Clash of the Titans: An obsession with 3D

The only depth to Clash of the Titans is its third dimension, and the only similarity between this new version and the original fantasy cult film is the title.

Clash of the Titans is the latest 3D feature to be screened in Egyptian cinemas and–as expected–it is making big bucks around the world. The question remains, however: Is the film worthy of its hype?

The new film is neither faithful to the Greek myth it’s based upon, nor to the Desmond Davis, 1980s original. The plot follows Perseus (Sam Worthington), a demigod and son of Zeus (Liam Neeson), mighty king of the Greek gods, who goes on a revenge mission against Hades (Ralph Fiennes), god of the Underworld. Perseus must bring the head of Medusa in order to kill a sea monster called the Kraken. Doing so will not only save the city of Argos from the feared monster, but will weaken Hades enough for Perseus to send him back to where he belongs: the Underworld.

Aside from the money-magnet spectaculars of its 3D footage, Clash of the Titans becomes tangled up in its action scenes which dominate the plot, failing to deliver the basics of filmmaking: a story line. For the most part, the acting is dull, characters are one-sided–the loving father, the great warrior, the beautiful woman–and the actors do not manage to engage with their audience.

Sam Worthington became an A-lister after his role in Avatar and a trademark of 3D films, but does that make him a good actor? Neither do the Oscar-nominees Liam Neeson and Ralph Fiennes measure up to their reputation. The only redeeming feature of the film is its action sequences, which are well-planned and nicely shot thanks to action director Louis Leterrier (Transporter 2, The Incredible Hulk).

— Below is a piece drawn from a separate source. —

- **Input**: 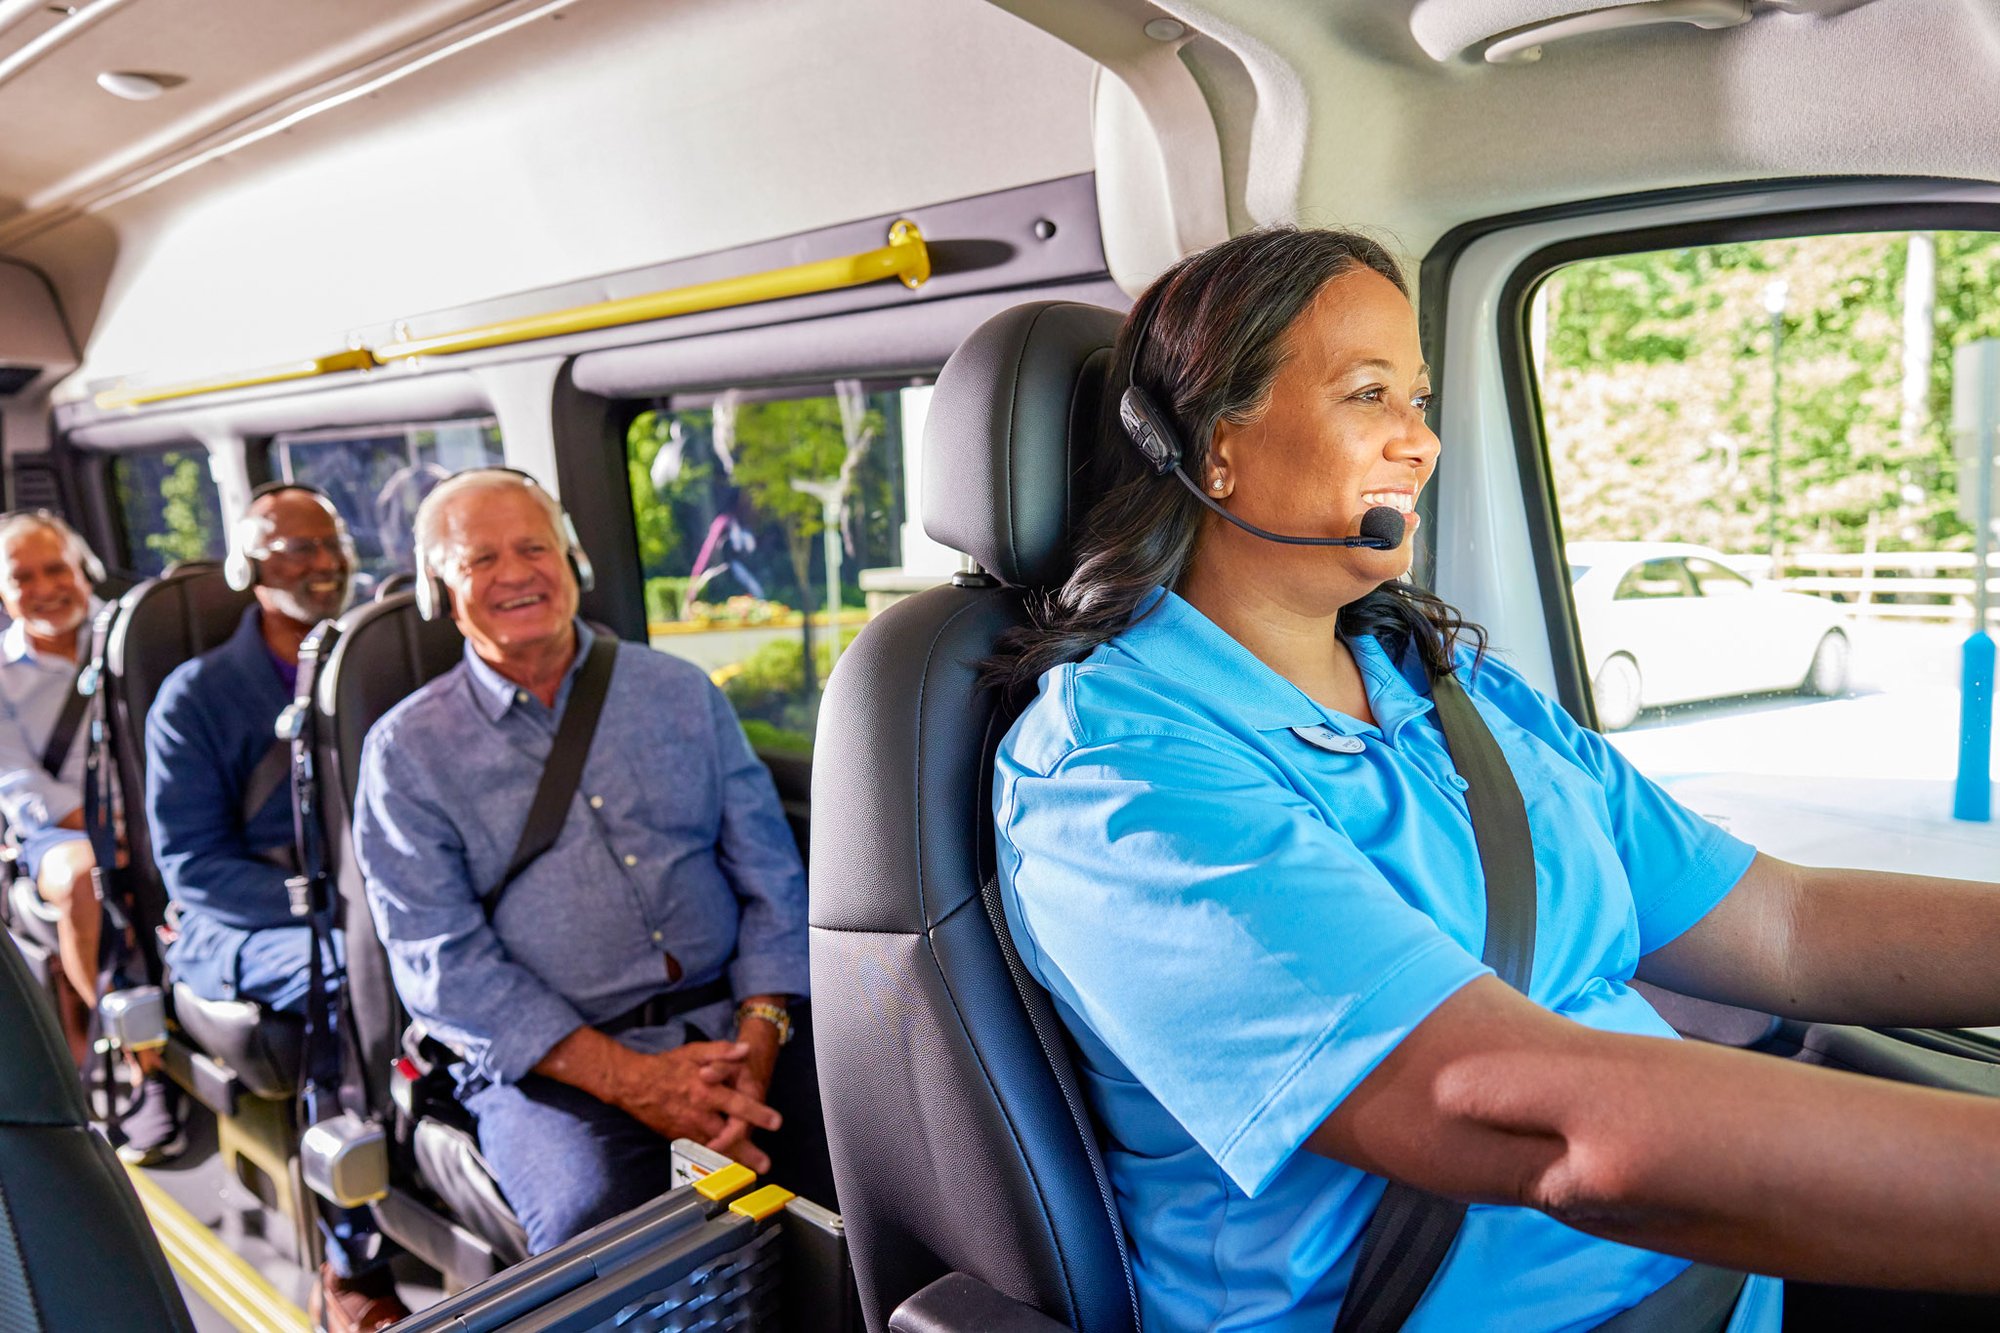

Fans of the original Titans will find very little to reminisce about, and will miss most of their favorite characters who were either cut or reduced to secondary roles. Greek mythology buffs won’t be happy about the film either, due to the extensive re-writing of the myth of Perseus, which includes adding the Kraken, a fearsome Norwegian beast, to the cocktail (also featured in the 1980s original).

Although 3D film technology has been used in cinemas for some years, a newly-found obsession with 3D features has been gripping cinema theaters worldwide of late. The technique has undergone development in recent years to create a more realistic 3D effect enabling more realistic characterization in previous efforts. This, however, was not the case with Clash of the Titans, which was shot as a regular 2D feature and then converted to 3D after shooting finished.

The worldwide success of James Cameron’s 3D sci-fi extravaganza Avatar  caused a frenzy in the cinema industry: All the upcoming sequels for popular series including Harry Potter, Men in Black and Toy Story are to be released in 3D. New films too, such as the Green Hornet and Legend of The Guardians, are receiving the 3D treatment, and finally, like Clash of the Titan’s, some projects that were already shot using regular cameras are now having a third dimension added to them.

Even Egyptian cinema producers are rumored to be planning a 3D film starring Egyptian actress Ghada Adel, although it remains to be seen how well such an idea will work out in an industry that doesn’t produce 3D-appropriate genres such as sci-fi or fantasy.

Clash of the Titans opened in Egyptian cinemas earlier this month, and is currently showing at Ramses Hilton, Golden Stars, Galaxy, Stars Cinema, el-Salam Concorde Cinema, el-Haram, and Odeon.